The consequences, he said, if authorities found forbidden imported materials in a product, would be that the producer would have to check their compatibility with sources in their country of origin.

“If the materials were imported from Europe for instance, their producer would have to send an officer to Europe to check their compatibility,” he said. “If we used equipment for non-halal products, we would no longer be able to use it for processing halal products,” he said, indicating producers might need to invest in new production facilities.

To verify products’ halal status, companies will have also to hire experts as internal auditors to make sure that materials and equipment are halal.

GP Farmasi Indonesia is also against the draft, saying that medicines have functions to improve people’s lives.

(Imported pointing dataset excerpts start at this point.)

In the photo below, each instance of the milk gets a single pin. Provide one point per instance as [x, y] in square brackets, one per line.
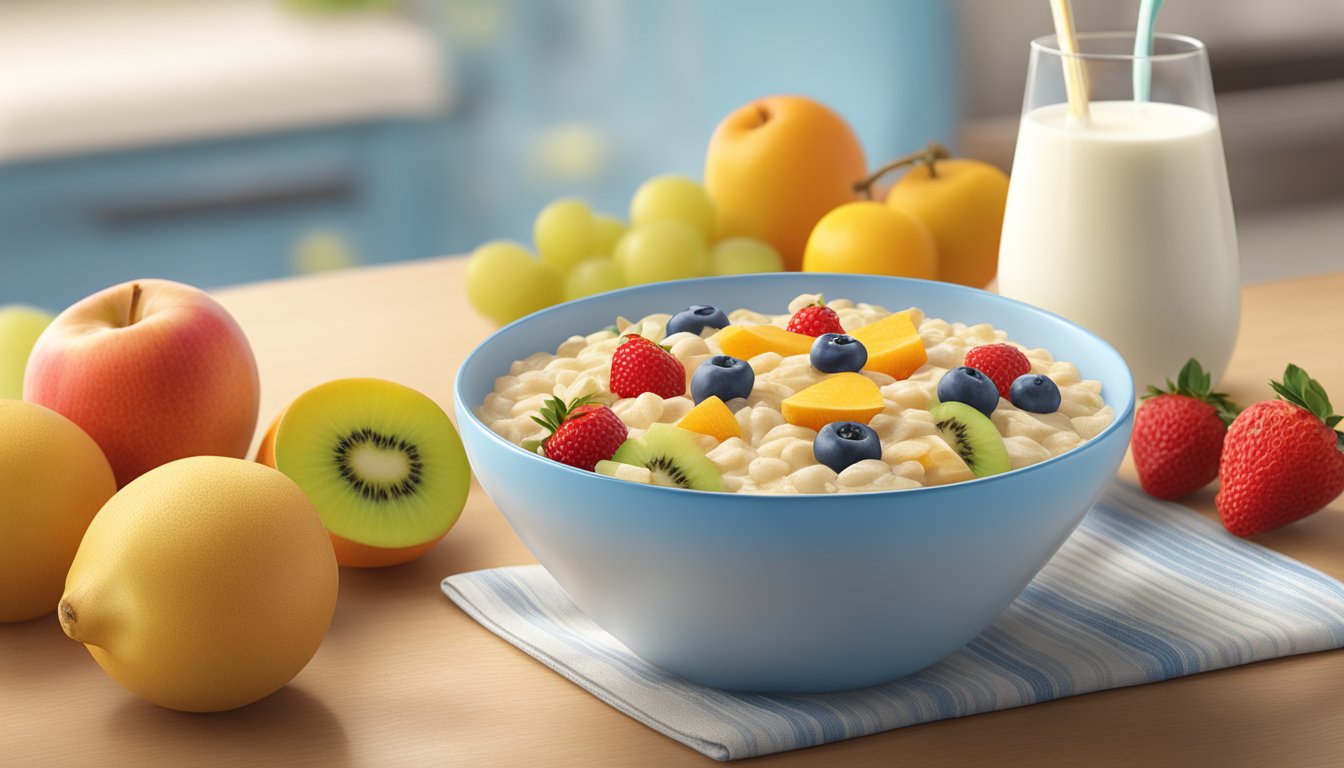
[1125, 226]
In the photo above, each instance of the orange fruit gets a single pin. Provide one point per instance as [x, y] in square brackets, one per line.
[871, 238]
[776, 166]
[962, 207]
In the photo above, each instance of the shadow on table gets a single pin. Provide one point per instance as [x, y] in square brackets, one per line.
[288, 728]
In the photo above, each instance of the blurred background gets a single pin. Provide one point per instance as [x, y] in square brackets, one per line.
[222, 141]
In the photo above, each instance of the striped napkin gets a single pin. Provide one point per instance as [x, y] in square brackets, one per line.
[1144, 591]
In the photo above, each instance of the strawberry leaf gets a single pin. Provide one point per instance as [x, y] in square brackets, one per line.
[1194, 381]
[1303, 390]
[555, 410]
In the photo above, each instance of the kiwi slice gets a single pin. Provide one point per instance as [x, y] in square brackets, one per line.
[973, 437]
[671, 455]
[381, 462]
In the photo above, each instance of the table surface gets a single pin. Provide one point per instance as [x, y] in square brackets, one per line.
[406, 678]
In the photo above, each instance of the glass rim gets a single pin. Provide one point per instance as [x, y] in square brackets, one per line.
[1050, 45]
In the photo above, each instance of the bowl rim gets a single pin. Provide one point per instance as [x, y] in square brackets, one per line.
[1122, 414]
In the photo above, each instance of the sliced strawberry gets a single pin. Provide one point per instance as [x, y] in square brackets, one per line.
[1003, 363]
[1179, 432]
[815, 320]
[1282, 459]
[640, 366]
[581, 433]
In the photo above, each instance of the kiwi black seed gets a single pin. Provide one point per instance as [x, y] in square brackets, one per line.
[672, 456]
[382, 488]
[973, 437]
[381, 463]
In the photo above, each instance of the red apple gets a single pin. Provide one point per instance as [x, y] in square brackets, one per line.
[153, 371]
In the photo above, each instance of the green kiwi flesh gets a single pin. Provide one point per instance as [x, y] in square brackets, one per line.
[672, 456]
[381, 463]
[973, 437]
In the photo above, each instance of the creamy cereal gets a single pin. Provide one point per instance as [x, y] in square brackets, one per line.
[773, 456]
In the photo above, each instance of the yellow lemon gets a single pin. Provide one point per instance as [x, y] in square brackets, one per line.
[203, 585]
[871, 238]
[962, 205]
[53, 482]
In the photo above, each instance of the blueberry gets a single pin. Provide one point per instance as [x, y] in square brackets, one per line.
[722, 375]
[969, 386]
[844, 443]
[1035, 393]
[836, 353]
[695, 319]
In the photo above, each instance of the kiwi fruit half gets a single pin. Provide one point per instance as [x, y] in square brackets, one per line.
[973, 437]
[381, 462]
[671, 455]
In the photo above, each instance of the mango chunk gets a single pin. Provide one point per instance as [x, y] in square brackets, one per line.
[840, 397]
[714, 418]
[894, 346]
[746, 342]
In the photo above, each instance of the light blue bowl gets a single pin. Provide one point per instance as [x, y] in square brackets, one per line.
[800, 593]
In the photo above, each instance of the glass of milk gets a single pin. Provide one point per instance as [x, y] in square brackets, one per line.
[1122, 221]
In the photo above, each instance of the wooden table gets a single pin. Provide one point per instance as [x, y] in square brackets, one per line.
[406, 678]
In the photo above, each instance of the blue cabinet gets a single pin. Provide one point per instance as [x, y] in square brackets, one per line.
[215, 213]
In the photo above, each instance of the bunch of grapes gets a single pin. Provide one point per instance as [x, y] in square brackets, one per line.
[581, 253]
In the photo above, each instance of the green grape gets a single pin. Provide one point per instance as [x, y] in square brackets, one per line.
[742, 256]
[606, 233]
[504, 281]
[563, 233]
[661, 250]
[674, 198]
[597, 275]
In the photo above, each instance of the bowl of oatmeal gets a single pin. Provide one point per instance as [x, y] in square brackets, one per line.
[792, 576]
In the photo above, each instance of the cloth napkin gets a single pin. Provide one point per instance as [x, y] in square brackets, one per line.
[1144, 591]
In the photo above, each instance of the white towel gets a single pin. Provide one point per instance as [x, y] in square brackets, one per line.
[1144, 591]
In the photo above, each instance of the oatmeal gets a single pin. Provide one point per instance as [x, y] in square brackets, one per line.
[769, 455]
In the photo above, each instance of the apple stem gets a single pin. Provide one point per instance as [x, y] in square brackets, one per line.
[929, 156]
[135, 304]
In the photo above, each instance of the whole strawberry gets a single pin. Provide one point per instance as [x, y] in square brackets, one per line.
[1179, 433]
[640, 366]
[1003, 363]
[815, 319]
[581, 433]
[1282, 459]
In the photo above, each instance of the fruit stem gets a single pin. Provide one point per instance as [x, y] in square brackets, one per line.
[135, 304]
[66, 612]
[929, 156]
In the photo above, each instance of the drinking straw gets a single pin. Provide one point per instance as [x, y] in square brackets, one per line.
[1075, 78]
[1144, 49]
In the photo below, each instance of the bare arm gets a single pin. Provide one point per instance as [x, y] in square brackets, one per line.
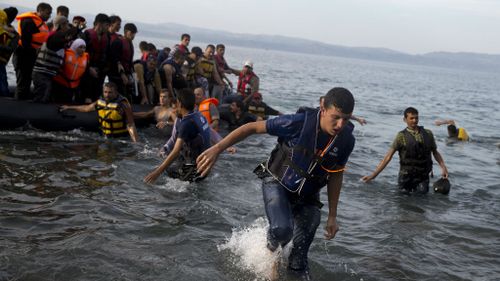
[444, 122]
[439, 159]
[334, 186]
[130, 123]
[380, 166]
[207, 159]
[151, 177]
[139, 70]
[168, 77]
[216, 76]
[144, 114]
[80, 108]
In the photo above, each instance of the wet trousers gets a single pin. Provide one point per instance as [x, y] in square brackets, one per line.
[4, 84]
[413, 182]
[290, 218]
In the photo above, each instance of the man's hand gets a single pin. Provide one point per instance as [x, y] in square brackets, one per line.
[444, 173]
[161, 124]
[331, 227]
[206, 160]
[367, 179]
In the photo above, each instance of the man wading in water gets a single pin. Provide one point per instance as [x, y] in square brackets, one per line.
[313, 148]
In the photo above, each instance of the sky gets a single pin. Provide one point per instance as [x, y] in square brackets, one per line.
[410, 26]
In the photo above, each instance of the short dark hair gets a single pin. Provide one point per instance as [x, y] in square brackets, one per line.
[143, 46]
[452, 131]
[43, 6]
[340, 98]
[110, 85]
[151, 47]
[101, 18]
[130, 27]
[186, 98]
[62, 10]
[114, 18]
[410, 110]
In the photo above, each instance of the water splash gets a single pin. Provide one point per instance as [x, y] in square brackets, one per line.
[249, 246]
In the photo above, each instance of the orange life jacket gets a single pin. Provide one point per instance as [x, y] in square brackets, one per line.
[37, 39]
[72, 69]
[204, 108]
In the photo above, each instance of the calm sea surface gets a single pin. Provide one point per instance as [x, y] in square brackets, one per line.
[73, 206]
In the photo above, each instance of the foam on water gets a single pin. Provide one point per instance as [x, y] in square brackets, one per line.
[249, 247]
[173, 185]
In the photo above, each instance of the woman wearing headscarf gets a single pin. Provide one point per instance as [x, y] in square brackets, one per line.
[8, 43]
[67, 81]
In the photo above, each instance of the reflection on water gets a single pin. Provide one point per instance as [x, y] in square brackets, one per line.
[73, 206]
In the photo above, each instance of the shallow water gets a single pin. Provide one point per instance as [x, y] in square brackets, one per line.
[73, 206]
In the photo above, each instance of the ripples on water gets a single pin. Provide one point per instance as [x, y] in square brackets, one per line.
[73, 206]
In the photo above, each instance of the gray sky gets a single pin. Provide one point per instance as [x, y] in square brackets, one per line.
[411, 26]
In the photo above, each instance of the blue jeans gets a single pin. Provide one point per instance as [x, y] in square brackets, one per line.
[290, 217]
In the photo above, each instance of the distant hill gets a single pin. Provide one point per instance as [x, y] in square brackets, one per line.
[461, 60]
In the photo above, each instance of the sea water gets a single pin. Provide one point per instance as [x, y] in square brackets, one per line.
[73, 206]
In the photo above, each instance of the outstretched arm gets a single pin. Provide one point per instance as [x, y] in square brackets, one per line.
[381, 166]
[439, 159]
[334, 187]
[144, 114]
[444, 122]
[207, 159]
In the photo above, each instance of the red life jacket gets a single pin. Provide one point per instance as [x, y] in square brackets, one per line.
[73, 69]
[96, 48]
[204, 108]
[37, 39]
[243, 81]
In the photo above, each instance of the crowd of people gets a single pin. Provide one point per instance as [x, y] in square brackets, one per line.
[69, 64]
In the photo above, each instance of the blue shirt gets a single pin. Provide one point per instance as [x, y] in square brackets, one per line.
[288, 127]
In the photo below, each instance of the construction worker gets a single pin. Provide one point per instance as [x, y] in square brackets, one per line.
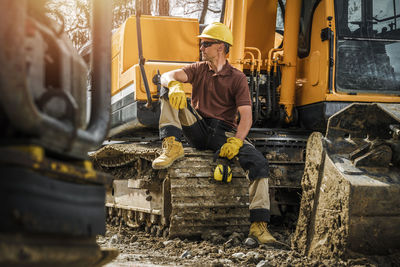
[220, 91]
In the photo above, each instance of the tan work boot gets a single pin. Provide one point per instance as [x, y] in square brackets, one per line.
[259, 232]
[172, 150]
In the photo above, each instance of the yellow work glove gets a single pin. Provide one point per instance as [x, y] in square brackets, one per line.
[231, 147]
[177, 97]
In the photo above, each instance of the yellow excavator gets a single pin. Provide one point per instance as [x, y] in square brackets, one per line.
[332, 78]
[52, 199]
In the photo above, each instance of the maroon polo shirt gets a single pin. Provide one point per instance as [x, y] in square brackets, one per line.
[218, 95]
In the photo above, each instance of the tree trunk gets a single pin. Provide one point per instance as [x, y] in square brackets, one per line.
[203, 12]
[143, 7]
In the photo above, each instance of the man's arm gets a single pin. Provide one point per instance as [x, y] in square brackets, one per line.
[245, 122]
[173, 75]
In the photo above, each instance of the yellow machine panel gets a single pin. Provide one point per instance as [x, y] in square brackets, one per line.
[164, 39]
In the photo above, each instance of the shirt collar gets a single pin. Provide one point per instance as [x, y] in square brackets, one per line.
[226, 69]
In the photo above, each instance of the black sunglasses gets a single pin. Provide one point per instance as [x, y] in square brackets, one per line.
[206, 44]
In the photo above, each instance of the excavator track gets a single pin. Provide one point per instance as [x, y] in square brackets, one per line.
[183, 200]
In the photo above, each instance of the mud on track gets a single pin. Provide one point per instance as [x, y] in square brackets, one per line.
[138, 248]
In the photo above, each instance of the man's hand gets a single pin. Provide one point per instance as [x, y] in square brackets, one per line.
[177, 97]
[231, 147]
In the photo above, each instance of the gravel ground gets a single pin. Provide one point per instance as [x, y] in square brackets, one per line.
[138, 248]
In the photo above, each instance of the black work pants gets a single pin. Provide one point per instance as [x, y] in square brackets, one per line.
[208, 133]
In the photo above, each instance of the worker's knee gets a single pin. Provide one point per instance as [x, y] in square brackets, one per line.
[254, 162]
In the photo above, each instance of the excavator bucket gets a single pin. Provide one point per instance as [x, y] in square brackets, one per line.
[351, 185]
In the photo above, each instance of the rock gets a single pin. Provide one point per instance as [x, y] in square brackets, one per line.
[263, 263]
[186, 254]
[238, 255]
[166, 243]
[160, 245]
[217, 264]
[253, 254]
[134, 238]
[250, 242]
[114, 239]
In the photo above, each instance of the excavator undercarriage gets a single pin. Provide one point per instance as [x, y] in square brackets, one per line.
[351, 184]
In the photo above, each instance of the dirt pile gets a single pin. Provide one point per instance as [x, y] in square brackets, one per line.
[138, 248]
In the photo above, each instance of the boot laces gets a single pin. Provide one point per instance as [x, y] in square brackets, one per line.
[167, 146]
[263, 226]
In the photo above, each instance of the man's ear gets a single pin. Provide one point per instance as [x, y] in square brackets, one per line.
[221, 48]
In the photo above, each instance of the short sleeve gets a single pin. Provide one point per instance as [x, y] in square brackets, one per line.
[242, 92]
[190, 71]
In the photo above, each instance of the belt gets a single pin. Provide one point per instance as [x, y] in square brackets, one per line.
[218, 124]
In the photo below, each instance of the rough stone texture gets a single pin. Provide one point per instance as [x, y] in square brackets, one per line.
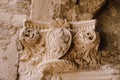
[71, 10]
[12, 14]
[109, 27]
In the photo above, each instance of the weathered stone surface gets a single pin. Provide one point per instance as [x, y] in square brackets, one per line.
[71, 10]
[11, 19]
[13, 13]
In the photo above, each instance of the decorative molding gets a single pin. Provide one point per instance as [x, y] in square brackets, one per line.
[53, 50]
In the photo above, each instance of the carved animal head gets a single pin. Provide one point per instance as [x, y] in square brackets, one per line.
[29, 35]
[86, 44]
[86, 38]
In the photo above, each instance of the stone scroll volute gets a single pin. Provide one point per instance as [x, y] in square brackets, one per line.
[45, 49]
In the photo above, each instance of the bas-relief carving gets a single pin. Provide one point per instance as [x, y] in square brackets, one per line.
[48, 51]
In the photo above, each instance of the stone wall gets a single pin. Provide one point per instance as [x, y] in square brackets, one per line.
[13, 13]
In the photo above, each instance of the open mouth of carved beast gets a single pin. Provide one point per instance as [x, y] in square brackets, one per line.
[29, 35]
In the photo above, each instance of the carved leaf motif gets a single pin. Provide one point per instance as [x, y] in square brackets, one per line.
[59, 41]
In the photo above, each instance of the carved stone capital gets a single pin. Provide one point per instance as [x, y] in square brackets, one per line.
[47, 48]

Their reactions to human bodies depend on individual‘s health condition and cannot be replaced with other “halal” materials.

Until recently, there were 8,000 food and beverage products certified as halal, although not so many pharmacy and cosmetic products have similar certificates.

The Indonesian Chamber of Commerce and Industry (Kadin) urged the government and the House of Representatives to reexamine the bill, which was submitted to the House of Representatives last February.

Total annual sales of food and beverage products account for 447 trillion rupiah, the cosmetics industry 40 trillion rupiah, and pharmacy sales are 30 trillion rupiah.